Advertising at this scale dominates its environment and attracts “eyeballs,” as defined by the industry. Advertising in other media (social media, TV, print, etc.) is tolerated because we get something in return: free or inexpensive content. Outdoor advertising provides nothing in exchange. Our eyeballs and attention are, therefore, free for billboards which are many times the size allowed for on-premise signs. Where I live, billboards are eight times the average wall sign permit.

Privacy concerns should also be addressed; outdoor advertising often embeds GPS, facial recognition, or license plate identification within billboards, kiosks, and transit ads. The top billboard companies have added data-mining opportunities to collect analytics on where, when, or what you did, making this information available for commercial purposes.

As SEGD designers, we can sit back and wait to see what happens or be leaders in establishing new sign code guidelines and a checklist of best practices. For instance, researching the recommended lighting levels from international studies, not assuming preferences from the sign or billboard industry. We can help define what a local community might desire and help illustrate what a jurisdiction wants ‘to be’ in establishing its unique characteristics—instead of being just like any place else.
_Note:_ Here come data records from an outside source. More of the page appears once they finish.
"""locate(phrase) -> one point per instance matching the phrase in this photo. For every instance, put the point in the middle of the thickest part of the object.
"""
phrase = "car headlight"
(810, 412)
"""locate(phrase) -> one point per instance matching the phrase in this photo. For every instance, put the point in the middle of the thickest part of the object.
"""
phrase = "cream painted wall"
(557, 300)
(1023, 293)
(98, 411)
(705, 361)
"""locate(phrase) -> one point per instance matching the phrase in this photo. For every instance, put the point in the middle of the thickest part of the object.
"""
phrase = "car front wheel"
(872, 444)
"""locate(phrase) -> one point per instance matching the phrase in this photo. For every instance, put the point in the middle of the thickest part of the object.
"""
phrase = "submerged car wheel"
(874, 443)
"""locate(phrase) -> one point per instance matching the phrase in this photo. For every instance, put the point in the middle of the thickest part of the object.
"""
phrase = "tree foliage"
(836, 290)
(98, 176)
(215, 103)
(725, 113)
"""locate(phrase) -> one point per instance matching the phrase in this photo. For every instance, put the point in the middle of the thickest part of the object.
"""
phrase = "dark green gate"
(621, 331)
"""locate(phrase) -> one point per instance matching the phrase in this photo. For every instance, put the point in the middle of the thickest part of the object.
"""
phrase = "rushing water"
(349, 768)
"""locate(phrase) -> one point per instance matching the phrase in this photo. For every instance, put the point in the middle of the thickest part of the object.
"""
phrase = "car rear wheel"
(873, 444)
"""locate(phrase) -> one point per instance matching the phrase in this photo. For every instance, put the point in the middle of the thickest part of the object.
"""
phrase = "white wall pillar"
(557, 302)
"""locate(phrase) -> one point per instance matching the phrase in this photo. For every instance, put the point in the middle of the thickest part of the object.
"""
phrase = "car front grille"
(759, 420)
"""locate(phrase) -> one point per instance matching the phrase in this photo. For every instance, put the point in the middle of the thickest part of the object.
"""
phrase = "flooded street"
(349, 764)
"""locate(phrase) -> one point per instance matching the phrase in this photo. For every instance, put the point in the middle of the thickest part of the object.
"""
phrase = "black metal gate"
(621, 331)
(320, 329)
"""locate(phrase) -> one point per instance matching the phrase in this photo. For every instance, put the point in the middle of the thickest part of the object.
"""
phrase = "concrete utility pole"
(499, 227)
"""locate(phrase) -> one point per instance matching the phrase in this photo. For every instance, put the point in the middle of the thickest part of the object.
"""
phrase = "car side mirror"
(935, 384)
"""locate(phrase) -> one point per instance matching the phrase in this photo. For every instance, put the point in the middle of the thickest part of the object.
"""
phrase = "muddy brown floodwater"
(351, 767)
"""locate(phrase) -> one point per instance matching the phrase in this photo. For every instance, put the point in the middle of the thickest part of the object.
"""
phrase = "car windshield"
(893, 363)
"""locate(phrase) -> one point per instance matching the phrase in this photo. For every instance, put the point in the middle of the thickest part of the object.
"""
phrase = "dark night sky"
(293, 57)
Fortunately, we can click off annoying ads in our homes or at work on our TVs or computers. If we visit a place that uses new media in an interior application, say an office lobby or coffee shop, it’s our choice to be there or not. However, with outdoor media, we have a medium that commands our attention. It will be there for the rest of our lives, and we can’t turn it off. If we remain invisible in the process, the transformation will happen by default, not by design.

Paula Rees is principal of Foreseer, a multi-disciplinary design studio involved in designing mixed-use urban places internationally for the past four decades. Paula is a past president of SEGD, is currently the Center for Design Institute president, and a Research Fellow of the Process of Change: Laboratory of Innovation and Design. Both facilities were founded by her mentor, Sara Little Turnbull. These properties have been informing America’s top corporations about change ever since the late 1950s. They have both been re-established in Seattle, WA, with tours by appointment.